Es la opinión de Mario Sarli, el presidente del Centro de Almaceneros de Paraná. La inflación de alimentos superó en el último año el 30%, mientras los salarios no se recuperan. La pérdida del poder adquisitivo de la población impacta de lleno en el consumo.
“Llevo casi 45 años en el rubro y esta situación no la viví nunca, ni siquiera con la hiperinflación de Alfonsín”, dijo Mario Sarli, titular del Centro de Almaceneros de Paraná, al hablar de la realidad que atraviesa el sector en medio de la crisis económica, la inflación que no cesa y los salarios que permanecen pisados.
Las ventas en el comercio minorista han caído significativamente, especialmente en el rubro de alimentos, debido a la disminución del poder adquisitivo de la población, en particular de los trabajadores, agregó Sarli durante una entrevista con el programa Buen Día, que conducen Carlos Matteoda, Alejandro Abero y Marta Segovia por Radio Costa Paraná (88.1)
“En mi caso, que tengo carnicería, el consumo de carne vacuna ha disminuido, mientras que ha aumentado el consumo de cerdo y pollo, principalmente por cuestiones de precios”, remarcó.
Los costos fijos –luz, alquiler, etc.– han aumentado considerablemente, mientras que las ventas bajan, lo que dificulta la sostenibilidad de los comercios, advirtió Sarli, quien además precisó que el costo de la energía eléctrica es especialmente alto para los comercios de cercanía, ya que el esquema tarifario penaliza el mayor consumo, encareciendo progresivamente el kilowatt a partir de ciertos umbrales. “Eso nos está complicando enormemente a nosotros”, subrayó.

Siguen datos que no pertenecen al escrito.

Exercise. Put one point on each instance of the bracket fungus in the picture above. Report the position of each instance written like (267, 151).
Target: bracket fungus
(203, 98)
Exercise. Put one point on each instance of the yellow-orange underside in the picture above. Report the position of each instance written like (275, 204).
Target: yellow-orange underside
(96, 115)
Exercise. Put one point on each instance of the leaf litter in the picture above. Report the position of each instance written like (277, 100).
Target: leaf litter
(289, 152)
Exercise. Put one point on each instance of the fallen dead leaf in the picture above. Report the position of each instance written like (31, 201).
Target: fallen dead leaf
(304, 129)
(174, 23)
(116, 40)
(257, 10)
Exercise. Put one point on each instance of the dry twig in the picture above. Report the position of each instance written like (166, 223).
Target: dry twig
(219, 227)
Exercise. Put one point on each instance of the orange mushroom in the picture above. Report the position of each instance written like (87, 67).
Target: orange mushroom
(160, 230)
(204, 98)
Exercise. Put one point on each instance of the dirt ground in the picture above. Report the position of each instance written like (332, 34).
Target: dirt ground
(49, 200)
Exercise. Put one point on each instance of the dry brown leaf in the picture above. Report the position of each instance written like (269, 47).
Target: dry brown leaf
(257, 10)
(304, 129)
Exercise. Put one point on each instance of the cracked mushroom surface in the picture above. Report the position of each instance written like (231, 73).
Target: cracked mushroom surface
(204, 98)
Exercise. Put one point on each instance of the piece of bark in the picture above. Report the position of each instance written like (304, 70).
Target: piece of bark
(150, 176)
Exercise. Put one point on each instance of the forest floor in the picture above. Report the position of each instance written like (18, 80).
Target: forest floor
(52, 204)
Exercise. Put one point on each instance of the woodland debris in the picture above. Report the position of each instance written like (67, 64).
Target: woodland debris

La inflación interanual en alimentos supera el 30%, mientras que los salarios se han mantenido estables, profundizando la caída del consumo y la dificultad para sostener los negocios, analizó más adelante.
En este marco, muchos comercios han cerrado o se han transformado en negocios unipersonales, ya que no es posible afrontar el pago de empleados. El cierre de locales de larga trayectoria es frecuente, y la tendencia es hacia la reducción de personal y la autogestión, que “es la antesala del cierre”.
Estrategias
Esta realidad obliga a los ciudadanos a definir estrategias para intentar “alargar” sus ingresos.
Entre ellas se observan las siguientes:
* Se observa una tendencia creciente a la venta fraccionada de productos (por ejemplo, vender cantidades pequeñas de azúcar o yerba por importe y no por peso), como respuesta a la pérdida de poder adquisitivo.
* Los comerciantes recurren a estrategias como aprovechar fechas especiales (por ejemplo, preparar comidas típicas para la venta) para incrementar ingresos.
“Yo creo que es la peor crisis de los últimos cuarenta años”, cerró Sarli.